PSEs – They Can’t Breathe on Their Own – I

Pakistan Steel Mills (PSM) and Pakistan International Airlines (PIA) are in news again and we all know the reasons.

The sustained failure of governments to successfully run them says a lot about priorities of the rulers. PSM was supposed to serve as the mainstay of industrial development, however, its mismanagement reached such levels that since 2006 governments have made attempts on a number of occasions to dispose it off to the private sector.

Even the said attempts being half-hearted and ill-conceived proved futile. We have observed this half-heartedness in many other instances too such as PIA. Similarly, the recurring fuel crisis and the ever-increasing shortage of gas reflect the failure of public sector enterprises (PSEs) concerned in managing the energy supply chain of the country.

Pakistan’s public sector has been in net loss since 2014-15 and the problem has only grown with time. The purpose of this article is to analyse the governance challenges of this most critical part of Pakistan’s economy ie the PSEs, which has been on ventilator since long, and to identify the steps essential to make the PSEs breathe on their own, especially, when their losses now exceed Pakistan’s defence budget outlay.

Historically, billions of rupees have continued to disappear in them with no signs of recovery. The number has steadily grown over the past decade from Rs400 billion in 2008 to Rs1.5 trillion last year. Circular debt of the power sector alone is touching Rs2.4 trillion and energy companies like Oil and Gas Development Company (OGDC), Pakistan Petroleum Limited (PPL), Pakistan State Oil (PSO), Sui Northern Gas Pipelines Limited (SNGPL) and Sui Southern Gas Company (SSGC) are creaking under the increasing deadweight of their own receivables.

Unfortunately, despite the continued and profuse bleeding of the economy through the PSEs, successive governments have failed to come up with any viable plan to stop and reverse this – except for a few half-hearted attempts at privatisation.

And, it’s not only the losses which need attention; the real loss is the revenue which they could generate. A half-hearted attempt was made in this regard by the present government by establishing Sarmaya-e-Pakistan, however, the composition of its board having three federal secretaries failed to address the root cause.
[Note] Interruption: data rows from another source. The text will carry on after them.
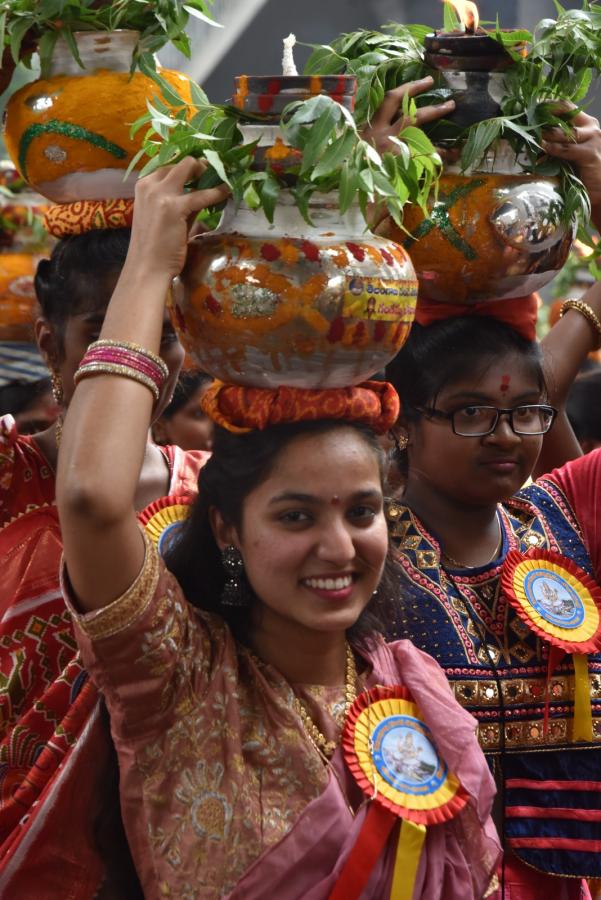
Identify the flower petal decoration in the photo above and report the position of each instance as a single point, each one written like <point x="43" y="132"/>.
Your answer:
<point x="163" y="520"/>
<point x="557" y="599"/>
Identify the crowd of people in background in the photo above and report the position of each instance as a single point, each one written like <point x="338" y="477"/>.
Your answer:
<point x="179" y="732"/>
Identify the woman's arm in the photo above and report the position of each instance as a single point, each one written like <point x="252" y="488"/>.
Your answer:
<point x="584" y="152"/>
<point x="565" y="348"/>
<point x="107" y="423"/>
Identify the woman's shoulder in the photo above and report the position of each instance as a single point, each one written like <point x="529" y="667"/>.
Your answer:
<point x="26" y="479"/>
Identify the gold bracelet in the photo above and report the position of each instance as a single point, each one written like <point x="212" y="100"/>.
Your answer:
<point x="115" y="369"/>
<point x="585" y="310"/>
<point x="135" y="348"/>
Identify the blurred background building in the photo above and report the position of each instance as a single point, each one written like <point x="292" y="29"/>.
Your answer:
<point x="251" y="40"/>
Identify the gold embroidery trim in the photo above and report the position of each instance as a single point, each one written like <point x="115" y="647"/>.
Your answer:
<point x="518" y="691"/>
<point x="124" y="611"/>
<point x="529" y="734"/>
No wonder that it disappeared in a short time.

After going through relevant records of the PSEs, we can only divide them into two categories ie either those which are already in loss or those which are still in positive but definitely performing much below their potential. There are no success stories ie a PSE operating along professional lines and proving to be a leader in its arena like Saudi Aramco, Statoil (now Equinor), Telenor, Maaden, SABIC, Petronas, SP Group, Emirates airline, etc.

Professional boards

We are all aware of the attempts at privatisation of various PSEs due to their continued losses. However, not much thought has ever been paid to constituting truly professional boards for them.

Is it not the quality of leadership which ultimately matters in every case? What would a private owner do? He would just gather the best of that discipline and put them in the board and the senior management and things would start improving almost automatically.

PSEs in the world account for 20% of market capitalisation and a number of them can teach others a lot with respect to profitability, efficiency and agility. We need to study the methods of their governance and adopt them in Pakistan. As part of that study, this writer went through the operating models and composition of boards of several large international PSEs and also the operating perimetres and composition of boards of more than 10 PSEs in Pakistan. In order to understand the causes, I reviewed the boards of my sample companies according to the following yardstick:

a) Are the sitting directors equipped with the profiles capable of driving strategic development of companies? b) Would every current board member meet the minimum criteria, except for age, for the CEO’s position? c) Why owner’s (state) interest is being looked after by ministry officials in the PSEs? Are they not specialised fields requiring specialised knowledge and experience? d) Is it not a conflict of interest that ministry officials are serving as directors in the PSEs and also regulating them? e) Why can’t we allocate a few seats on each board to renowned international experts?

When the profiles of current board members of the PSEs of the sample group were run through the above sieve, a negligible number barely succeeded in passing through. No wonder then for where we are.